When do solicitors charge

Hi all,
One learning I had from this forum is that always show contract to your solicitor before making an offer. Now every buyer attends a lot of inspections and shortlists a lot of properties to make an offer upon. e.g. someone may make an offer on 5 properties in 2 months but may not get any of them.

Does that mean he/she needs to pay the solicitor 5 times just to have a look at the sale contract and determine loophooles/introduce conditions. Or the solicitor only starts charging once the offer is accepted. How does it work?

What strategy can you adopt to make sure you pay solicitor/conveyancer only for the serious deals.
 
Some solicitors will include the initial review of a section 32 as part of their conveyancing service, others will charge for this, or they may start to charge if you start showing up with a lot of them.

You do get a 3 day cooling off period on a real estate contract.
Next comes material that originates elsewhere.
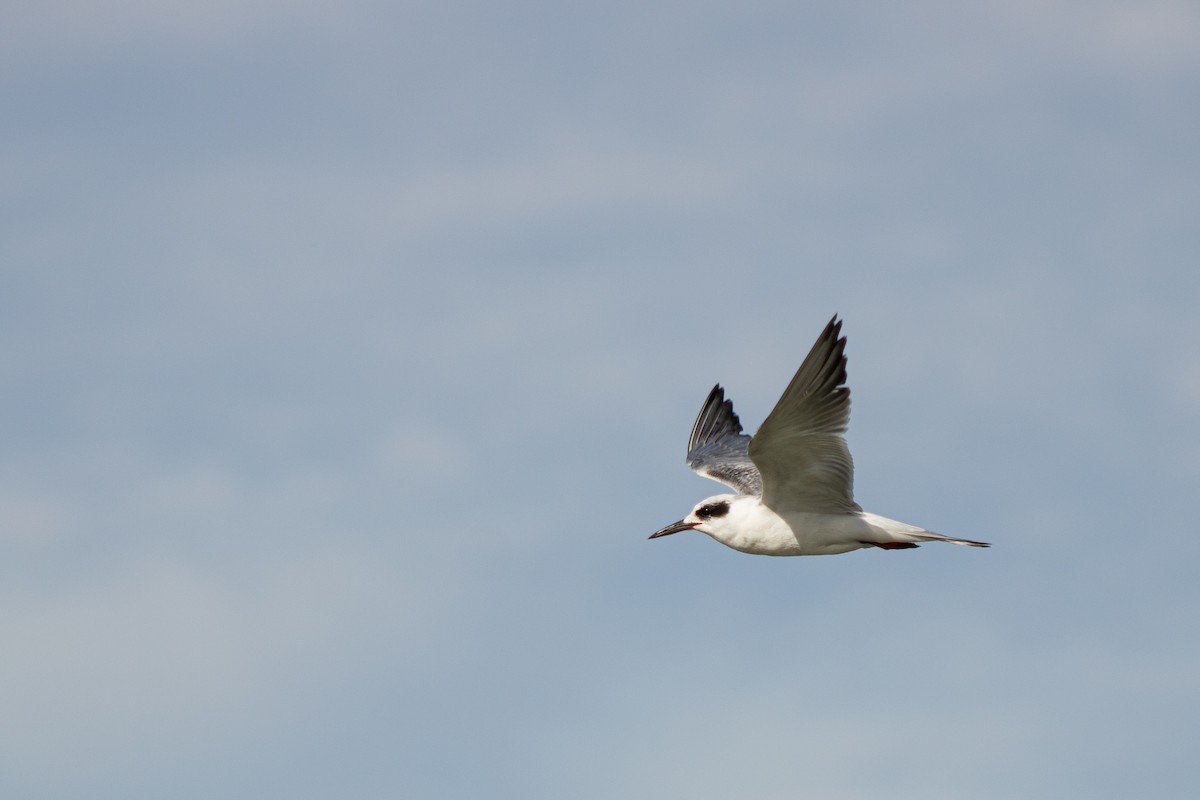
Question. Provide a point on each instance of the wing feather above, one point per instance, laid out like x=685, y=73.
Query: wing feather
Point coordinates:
x=718, y=449
x=801, y=450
Most people use this period of time to review the section 32.
 
Can you add a clause to some effect of :subject to solicitors approval?
So then when the offer is excepted they can check everything? Without wasting time and money before a deal is negotiated.
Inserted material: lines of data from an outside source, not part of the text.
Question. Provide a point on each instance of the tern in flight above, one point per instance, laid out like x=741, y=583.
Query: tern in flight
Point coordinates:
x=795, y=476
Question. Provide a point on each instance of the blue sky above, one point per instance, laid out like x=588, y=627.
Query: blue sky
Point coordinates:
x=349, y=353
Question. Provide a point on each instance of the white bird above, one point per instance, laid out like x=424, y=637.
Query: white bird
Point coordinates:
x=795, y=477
For the likes of wa where there is no cOoling off period?

Cheers
 
Depends on your relationship with you solicitor. We bought 2 with ours and when our daughter was going to auction he said if she doesn't get it don't worry as he knew we'd bge buying more. He has looked at a few for us with no charge.

For auction I just ask him to have a quick look and let me know if there's anything that looks like a problem. It doesn't take that long if you have read loads of contracts. They are usually a basic contract just with special conditions.

I always read it first. If there's anything I don't understand I ask him.
 
Depends on your relationship with you solicitor.
It doesn't take that long if you have read loads of contracts. They are usually a basic contract just with special conditions.

I always read it first. If there's anything I don't understand I ask him.

Thanks your comments make sense for an experienced buyer having at least one solicitor up their sleeve.

What strategy should a newbie (who doesn't know how to decipher contracts or have a rapport with the solicitor) adop? Is it possible to somehow assure the solicitor that whenever the sale goes through, the newbie will use the same solicitor and pay all their legal fees and disbursements at that time.

Hard to believe that people pay fees just to get a second eye on Section 32 for every offer they make:D
 
My solicitor includes in the fee but seriously most contracts are just the same old thing. The only changes would be in the 'special conditions' and most of these are just rehashing the general conditions anyway but trying to word it more tightly.